Now some caveats. The light truck category also includes increasingly popular crossover vehicles, which share some of the space and styling of SUVs, but are more fuel efficient. So the big cars being bought today aren’t quite the same as the big cars that were being bought yesterday. Meanwhile, mortgage credit is hard to come by, and perhaps as a result, the average new home buyer is a bit richer than before the crash, according to the NAHB’s data. That might partly explain our growing abodes, since wealthier families tend to buy larger homes. And as recession-scarred Millennials start entering the home market, there’s a chance they’ll start opting for smaller houses, as some real estate experts believe they will.
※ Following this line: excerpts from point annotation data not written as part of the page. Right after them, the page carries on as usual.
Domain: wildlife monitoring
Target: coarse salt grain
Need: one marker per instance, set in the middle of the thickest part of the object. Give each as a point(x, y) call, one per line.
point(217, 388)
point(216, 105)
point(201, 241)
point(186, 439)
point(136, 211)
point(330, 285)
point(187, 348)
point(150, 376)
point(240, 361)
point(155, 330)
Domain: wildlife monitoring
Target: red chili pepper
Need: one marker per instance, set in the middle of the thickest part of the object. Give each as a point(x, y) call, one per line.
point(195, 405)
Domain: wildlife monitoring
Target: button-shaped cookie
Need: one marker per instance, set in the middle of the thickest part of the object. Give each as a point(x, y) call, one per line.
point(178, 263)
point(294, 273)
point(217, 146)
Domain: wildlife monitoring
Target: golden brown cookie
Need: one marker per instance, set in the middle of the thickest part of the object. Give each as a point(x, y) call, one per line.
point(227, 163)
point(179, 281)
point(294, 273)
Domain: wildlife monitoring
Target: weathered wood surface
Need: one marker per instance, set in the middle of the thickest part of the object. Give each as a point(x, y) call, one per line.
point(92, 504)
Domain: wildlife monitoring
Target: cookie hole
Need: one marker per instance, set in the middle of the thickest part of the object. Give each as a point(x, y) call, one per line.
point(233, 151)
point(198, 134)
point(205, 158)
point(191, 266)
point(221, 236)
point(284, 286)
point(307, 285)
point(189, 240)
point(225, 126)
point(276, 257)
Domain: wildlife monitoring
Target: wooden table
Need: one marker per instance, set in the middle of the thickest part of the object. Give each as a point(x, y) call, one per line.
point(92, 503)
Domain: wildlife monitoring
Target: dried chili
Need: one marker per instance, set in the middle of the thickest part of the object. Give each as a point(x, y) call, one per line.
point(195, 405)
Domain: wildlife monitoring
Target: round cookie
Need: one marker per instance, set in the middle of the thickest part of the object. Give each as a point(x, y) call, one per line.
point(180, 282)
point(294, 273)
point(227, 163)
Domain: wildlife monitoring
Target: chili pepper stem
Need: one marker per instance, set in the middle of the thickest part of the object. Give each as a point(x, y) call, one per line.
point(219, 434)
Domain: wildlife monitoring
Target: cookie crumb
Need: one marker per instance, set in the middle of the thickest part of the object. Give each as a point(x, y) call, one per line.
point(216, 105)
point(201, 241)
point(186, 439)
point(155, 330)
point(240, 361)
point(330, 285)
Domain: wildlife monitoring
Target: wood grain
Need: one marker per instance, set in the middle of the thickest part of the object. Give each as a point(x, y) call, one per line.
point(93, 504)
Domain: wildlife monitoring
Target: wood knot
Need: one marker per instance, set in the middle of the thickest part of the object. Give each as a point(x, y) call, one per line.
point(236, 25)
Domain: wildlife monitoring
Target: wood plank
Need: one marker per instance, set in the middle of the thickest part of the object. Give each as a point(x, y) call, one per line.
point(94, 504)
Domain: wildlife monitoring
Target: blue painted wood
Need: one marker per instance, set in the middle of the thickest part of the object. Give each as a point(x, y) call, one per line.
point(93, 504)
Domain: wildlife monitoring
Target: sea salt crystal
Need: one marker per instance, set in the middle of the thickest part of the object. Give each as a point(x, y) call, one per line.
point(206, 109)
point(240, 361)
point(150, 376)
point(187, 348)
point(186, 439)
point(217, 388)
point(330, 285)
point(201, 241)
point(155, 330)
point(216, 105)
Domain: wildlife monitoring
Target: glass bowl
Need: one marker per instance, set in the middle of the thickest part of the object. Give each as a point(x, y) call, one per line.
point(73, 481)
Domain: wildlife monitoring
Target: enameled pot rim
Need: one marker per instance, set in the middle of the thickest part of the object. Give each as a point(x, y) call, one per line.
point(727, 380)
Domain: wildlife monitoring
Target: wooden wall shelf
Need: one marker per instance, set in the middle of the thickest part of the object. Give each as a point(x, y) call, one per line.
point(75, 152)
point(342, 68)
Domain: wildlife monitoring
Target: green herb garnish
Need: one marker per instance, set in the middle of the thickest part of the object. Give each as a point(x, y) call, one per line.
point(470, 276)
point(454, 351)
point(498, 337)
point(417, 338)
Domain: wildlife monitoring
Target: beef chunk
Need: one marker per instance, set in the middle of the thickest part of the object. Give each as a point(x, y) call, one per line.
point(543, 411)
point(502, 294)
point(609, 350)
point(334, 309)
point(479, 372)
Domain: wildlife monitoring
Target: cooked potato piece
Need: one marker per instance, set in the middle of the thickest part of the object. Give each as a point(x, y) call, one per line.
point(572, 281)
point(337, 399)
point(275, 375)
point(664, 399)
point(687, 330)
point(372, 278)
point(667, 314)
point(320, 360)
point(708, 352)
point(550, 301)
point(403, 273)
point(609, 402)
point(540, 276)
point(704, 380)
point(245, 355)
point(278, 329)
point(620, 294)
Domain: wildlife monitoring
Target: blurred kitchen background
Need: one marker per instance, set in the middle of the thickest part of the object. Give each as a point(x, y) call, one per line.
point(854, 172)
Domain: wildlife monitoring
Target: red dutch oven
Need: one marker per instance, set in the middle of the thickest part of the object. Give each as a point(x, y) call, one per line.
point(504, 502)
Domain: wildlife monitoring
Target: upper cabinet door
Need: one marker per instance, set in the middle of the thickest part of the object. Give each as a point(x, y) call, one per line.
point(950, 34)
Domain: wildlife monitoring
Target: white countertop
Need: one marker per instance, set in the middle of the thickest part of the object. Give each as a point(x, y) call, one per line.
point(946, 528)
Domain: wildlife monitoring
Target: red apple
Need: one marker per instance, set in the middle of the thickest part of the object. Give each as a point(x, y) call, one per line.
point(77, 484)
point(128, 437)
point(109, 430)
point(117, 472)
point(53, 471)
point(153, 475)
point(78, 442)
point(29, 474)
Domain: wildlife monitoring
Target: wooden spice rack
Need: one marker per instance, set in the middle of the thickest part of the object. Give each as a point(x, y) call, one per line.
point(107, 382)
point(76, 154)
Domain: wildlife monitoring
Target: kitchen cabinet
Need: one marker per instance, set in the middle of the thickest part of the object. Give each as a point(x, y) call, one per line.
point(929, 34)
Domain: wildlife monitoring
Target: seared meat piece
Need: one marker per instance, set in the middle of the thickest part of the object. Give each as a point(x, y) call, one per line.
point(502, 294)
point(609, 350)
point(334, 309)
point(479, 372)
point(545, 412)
But sometimes it just feels like we never learn.

This builds on one of the most common critiques of McMansions: they are part of a package deal of excessive consumption that includes SUVs, bulk purchases at big box stores, and oversized food portions. There is little doubt that Americans consume a lot, particularly in comparison to many other nations, but it is not just about having a lot. This critique also is about being green and asking whether these levels of consumption can continue or could be extended to all that many other humans before resources run out. And, it often seems that there is a moral argument underlying this critique: should people have this size house and this size vehicle? This is why I think it would get really interesting if McMansions could be much greener (sustainable materials, low energy usage, less reliant on automobiles and built in denser areas) and SUVs could be more fuel efficient (is 40 mpg doable?).

Microsoft promo videos feature a preponderence of McMansions?

In the middle of a “Xbox music preview,” Paul Thurrot makes an interesting observation about the homes shown in Microsoft promotional videos:

A promotional video then ensued. It was loud and peppy and featured the same overly-white, McMansion-living trendy families that always seem to exist in Microsoft’s promo videos since this is the only life that Microsoft employees in Redmond area understand. But it reveals a few interesting clues about how the Zune Music service will be changing and evolving as it becomes Xbox Music…

I don’t know how accurate this observation is as I don’t regularly watch tech industry promo videos. However, let’s assume it is true. Perhaps McMansion owners are more likely to purchase Microsoft products so Microsoft is simply portraying its target demographic. Perhaps Microsoft critics would love to tie Microsoft to McMansions and put together ideas that Microsoft simply mass produces products that don’t work well in the long run.

What are particular companies or perhaps products that would work well in advertisements with McMansions? A few ideas:

1. McDonald’s. An easy connection: mass production, supersizing, quantity over quality. Both have their enthusiastic detractors. Both seem to continue on anyhow (see this recent piece about a recent jump in sales of McMansions).

2. SUVs. These are commonly put together as symbols of excess and environmental waste. A Hummer would work well here. But what about a Honda CR-V or a Toyota Rav4?

3. Home Depot or any other big box home improvement store. Your mass produced McMansion is falling apart after five years or you need materials for a big brick fireplace on your 300 square foot patio? Save money and buy whatever you need here.

Contrast this with companies that might rather drop dead than be caught advertising with McMansions. Apple: not exactly the image they are trying to portray. Ikea tends to go with smaller spaces. Trendy companies as well as green products likely want to avoid being tied to McMansions.